Harris succeeded Labor Secretary Hilda Solis, who resigned in early January and returned home to Los Angeles. President Obama has yet to nominate a permanent successor to head the agency.
The executive council praised Solis’ service in a Feb. 27 statement, saying “she always put the values of working families at the center of everything she did.” It called her “a leading voice in the administration for the idea that a strong middle class depends on a strong and independent trade union movement.” Harris, in his remarks, agreed.
“Any strategy that talks about American workers’ wages must begin with every worker’s right to organize and bargain collectively,” Harris said, according to excerpts posted on the Maritime Trades website.
“It’s very simple: Unions raise wages. Unions assure workers have pensions. Unions win workers health insurance. Unions give workers a voice in their workplace. Unions guarantee fairness and fight discrimination. Unions win paid leave for workers when they’re sick or must care for their family members. Unions are a central pillar of the American middle class.”
Harris said his former experience as a field representative for the Seafarers and the Maritime Trades Department inspired his continued commitment – which he has brought to the Obama administration – to workers.

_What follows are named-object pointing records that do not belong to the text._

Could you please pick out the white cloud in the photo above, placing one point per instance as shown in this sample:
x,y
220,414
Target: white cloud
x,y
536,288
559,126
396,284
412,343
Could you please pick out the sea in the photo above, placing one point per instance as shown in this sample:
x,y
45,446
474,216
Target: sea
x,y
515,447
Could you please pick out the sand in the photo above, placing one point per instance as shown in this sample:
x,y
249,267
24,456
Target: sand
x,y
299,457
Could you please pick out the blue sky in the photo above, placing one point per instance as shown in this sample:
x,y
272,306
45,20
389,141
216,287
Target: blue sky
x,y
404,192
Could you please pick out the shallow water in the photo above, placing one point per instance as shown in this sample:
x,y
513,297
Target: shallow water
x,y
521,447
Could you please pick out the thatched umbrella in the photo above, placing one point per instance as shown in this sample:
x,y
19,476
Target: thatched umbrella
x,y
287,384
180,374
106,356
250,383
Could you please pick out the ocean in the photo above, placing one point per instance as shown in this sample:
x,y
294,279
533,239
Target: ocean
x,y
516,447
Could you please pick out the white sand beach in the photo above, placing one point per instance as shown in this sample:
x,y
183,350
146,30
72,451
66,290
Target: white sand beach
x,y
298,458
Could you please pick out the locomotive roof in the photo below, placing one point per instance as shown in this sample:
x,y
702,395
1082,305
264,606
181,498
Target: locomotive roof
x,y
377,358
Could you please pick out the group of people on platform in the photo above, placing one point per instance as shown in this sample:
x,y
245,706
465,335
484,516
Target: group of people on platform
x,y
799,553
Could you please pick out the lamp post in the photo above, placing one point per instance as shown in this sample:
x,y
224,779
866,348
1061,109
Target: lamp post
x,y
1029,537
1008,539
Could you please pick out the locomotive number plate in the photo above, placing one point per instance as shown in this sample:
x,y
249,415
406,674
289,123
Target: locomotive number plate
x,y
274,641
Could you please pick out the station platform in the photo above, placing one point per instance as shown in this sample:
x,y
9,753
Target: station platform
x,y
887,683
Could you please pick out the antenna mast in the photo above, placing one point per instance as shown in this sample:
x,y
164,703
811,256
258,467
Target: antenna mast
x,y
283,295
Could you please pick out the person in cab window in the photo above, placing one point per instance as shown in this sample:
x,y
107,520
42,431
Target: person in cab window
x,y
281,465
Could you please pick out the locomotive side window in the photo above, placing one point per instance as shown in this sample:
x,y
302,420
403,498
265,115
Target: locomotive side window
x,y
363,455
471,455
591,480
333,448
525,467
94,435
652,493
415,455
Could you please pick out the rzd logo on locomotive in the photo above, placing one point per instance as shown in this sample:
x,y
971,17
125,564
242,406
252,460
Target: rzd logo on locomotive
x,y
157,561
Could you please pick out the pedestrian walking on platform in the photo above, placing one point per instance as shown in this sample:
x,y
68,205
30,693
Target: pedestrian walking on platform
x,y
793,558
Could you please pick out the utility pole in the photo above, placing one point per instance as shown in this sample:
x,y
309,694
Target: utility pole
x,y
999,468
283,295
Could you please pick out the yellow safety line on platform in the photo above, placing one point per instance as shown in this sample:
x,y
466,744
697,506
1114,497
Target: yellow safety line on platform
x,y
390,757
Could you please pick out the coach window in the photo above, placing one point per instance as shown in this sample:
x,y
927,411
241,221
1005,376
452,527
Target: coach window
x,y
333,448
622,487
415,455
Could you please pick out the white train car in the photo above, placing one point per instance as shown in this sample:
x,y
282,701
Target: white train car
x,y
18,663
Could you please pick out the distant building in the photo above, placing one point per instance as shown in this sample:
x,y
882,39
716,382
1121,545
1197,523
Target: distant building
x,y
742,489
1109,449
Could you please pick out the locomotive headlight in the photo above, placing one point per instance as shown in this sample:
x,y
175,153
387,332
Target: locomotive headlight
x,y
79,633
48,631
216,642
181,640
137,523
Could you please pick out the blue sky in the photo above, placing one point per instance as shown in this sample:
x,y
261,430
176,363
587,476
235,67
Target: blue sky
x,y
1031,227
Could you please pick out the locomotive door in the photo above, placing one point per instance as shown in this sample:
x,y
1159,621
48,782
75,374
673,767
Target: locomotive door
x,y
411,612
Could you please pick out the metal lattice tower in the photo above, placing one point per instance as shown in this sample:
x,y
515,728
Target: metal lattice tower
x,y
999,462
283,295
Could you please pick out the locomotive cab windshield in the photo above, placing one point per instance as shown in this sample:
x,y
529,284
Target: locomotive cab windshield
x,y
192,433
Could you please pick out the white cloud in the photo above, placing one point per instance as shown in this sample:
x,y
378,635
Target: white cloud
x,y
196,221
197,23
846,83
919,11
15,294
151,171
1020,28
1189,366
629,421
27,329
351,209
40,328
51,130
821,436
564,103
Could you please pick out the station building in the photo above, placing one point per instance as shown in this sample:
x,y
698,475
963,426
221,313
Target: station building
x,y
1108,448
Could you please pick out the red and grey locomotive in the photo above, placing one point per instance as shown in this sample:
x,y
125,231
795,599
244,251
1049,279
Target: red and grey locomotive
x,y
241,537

“That is the simple idea that American families should be able to get good jobs; they should be paid a living wage; they should have a voice in their workplaces; they should arrive home safe and healthy after the job is done.” Obama, he said, agrees the economy must be strengthened “from the middle out.” That means attracting high-paying jobs, making sure “hard work leads to a decent living wage” and rewarding firms that create jobs here while penalizing off shoring, he said.